Numa loja bem diferente, em Bruges, vi um guarda-chuva magnífico, inventado no Japão (marca Senzº). Resiste a ventos de 80 km/h e tem um formato assimétrico. É mais extenso para um dos lados do cabo do que para o outro, para resistir melhor ao vento e de forma a cobrir a pessoa sem invadir demasiado o espaço alheio. Essa assimetria faz com que se parece ainda mais com o símbolo do Batman do que um chapéu de chuva vulgar.

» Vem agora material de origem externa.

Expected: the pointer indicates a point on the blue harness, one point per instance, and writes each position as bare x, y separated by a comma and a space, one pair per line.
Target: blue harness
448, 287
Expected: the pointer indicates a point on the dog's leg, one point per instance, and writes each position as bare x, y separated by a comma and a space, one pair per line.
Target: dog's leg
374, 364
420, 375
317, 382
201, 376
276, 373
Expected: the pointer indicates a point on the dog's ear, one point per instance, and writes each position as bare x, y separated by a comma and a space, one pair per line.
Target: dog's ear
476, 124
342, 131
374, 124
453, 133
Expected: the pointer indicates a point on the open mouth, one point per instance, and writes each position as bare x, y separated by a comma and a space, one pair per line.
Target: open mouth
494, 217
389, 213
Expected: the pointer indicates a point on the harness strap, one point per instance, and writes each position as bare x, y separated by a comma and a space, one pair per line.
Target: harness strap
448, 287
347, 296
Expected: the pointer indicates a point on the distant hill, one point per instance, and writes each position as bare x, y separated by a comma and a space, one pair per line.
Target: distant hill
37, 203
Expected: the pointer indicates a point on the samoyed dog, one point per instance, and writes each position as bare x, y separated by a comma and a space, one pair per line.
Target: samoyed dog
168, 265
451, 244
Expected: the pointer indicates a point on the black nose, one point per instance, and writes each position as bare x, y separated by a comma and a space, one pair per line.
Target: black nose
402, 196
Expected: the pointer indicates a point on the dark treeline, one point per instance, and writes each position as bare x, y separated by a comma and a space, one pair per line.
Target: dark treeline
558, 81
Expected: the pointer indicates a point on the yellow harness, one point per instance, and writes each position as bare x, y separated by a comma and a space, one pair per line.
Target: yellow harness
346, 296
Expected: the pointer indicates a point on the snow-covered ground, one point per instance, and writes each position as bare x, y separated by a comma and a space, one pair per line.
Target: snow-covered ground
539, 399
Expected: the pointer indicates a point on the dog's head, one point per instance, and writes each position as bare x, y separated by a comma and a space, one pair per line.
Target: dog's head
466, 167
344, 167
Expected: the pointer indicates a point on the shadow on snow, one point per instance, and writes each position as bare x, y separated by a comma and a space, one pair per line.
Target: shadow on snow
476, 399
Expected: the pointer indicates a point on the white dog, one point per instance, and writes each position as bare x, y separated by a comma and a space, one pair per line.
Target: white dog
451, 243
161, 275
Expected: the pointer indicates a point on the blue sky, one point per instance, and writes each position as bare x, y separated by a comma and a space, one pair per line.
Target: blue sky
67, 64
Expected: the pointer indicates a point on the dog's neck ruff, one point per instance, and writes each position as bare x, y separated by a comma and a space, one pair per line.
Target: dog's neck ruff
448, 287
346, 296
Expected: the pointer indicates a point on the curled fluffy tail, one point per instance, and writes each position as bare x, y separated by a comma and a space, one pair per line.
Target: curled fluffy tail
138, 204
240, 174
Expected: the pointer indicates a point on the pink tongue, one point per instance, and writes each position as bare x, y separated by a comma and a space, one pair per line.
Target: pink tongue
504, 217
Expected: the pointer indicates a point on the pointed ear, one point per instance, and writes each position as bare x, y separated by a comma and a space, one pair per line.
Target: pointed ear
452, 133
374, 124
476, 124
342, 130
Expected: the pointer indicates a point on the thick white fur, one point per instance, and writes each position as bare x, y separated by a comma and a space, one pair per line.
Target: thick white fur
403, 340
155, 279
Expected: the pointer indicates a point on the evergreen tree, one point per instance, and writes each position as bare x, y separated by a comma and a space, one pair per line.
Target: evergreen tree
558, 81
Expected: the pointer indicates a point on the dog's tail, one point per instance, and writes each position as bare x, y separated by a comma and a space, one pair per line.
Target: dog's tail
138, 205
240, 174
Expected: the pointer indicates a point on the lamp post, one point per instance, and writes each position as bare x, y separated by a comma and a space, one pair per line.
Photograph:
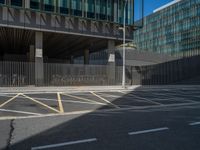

Por que razão não o comprei, se era tão bem concebido e acessível? Porque, para dizer a verdade, sempre que posso evito usar o guarda-chuva - o que faz com que o de Delfos, embora não seja o mais bonito do mundo, chegue perfeitamente para as encomendas. Quando vou para o trabalho não me dá jeito nenhum andar com a pasta do trabalho numa mão e o cabo do guarda-chuva na outra. Com as duas mãos ocupadas, puxar da carteira, abrir uma porta, acenar a um conhecido, atender uma chamada ou tirar o cabelo da testa tornam-se exercícios de malabarismo só ao alcance de um virtuoso, que eu não sou. Já para não falar das passagens estreitas, em que o guarda-chuva fica preso, ou da preocupação para não vazar o olho de um transeunte incauto, até porque o guarda-chuva limita - e muito - o campo de visão (essa é sem dúvida uma das suas maiores desvantagens).

Isso faz-me lembrar uma cena a que assisti há tempos no Chiado: uma senhora dos seus 60 anos desce a Rua Garrett com o seu guarda-chuva aberto, embora estejam a cair apenas uns pinguinhos. Sem reparar, espeta com ele com toda a força na cabeça de um rapaz, que ainda tenta desviar-se, mas a mulher é impiedosa na sua perseguição/ distracção. «Cuidado! Não vês por onde andas?!», resmunga a senhora, enquanto o rapaz, incrédulo, leva a mão à cabeça para ver se está a sangrar. A senhora continua incomodada. Noutros tempos, não teria seguido caminho sem pregar uma valente bengalada ao rapaz pelo seu atrevimento. Com o cabo do chapéu de chuva, naturalmente.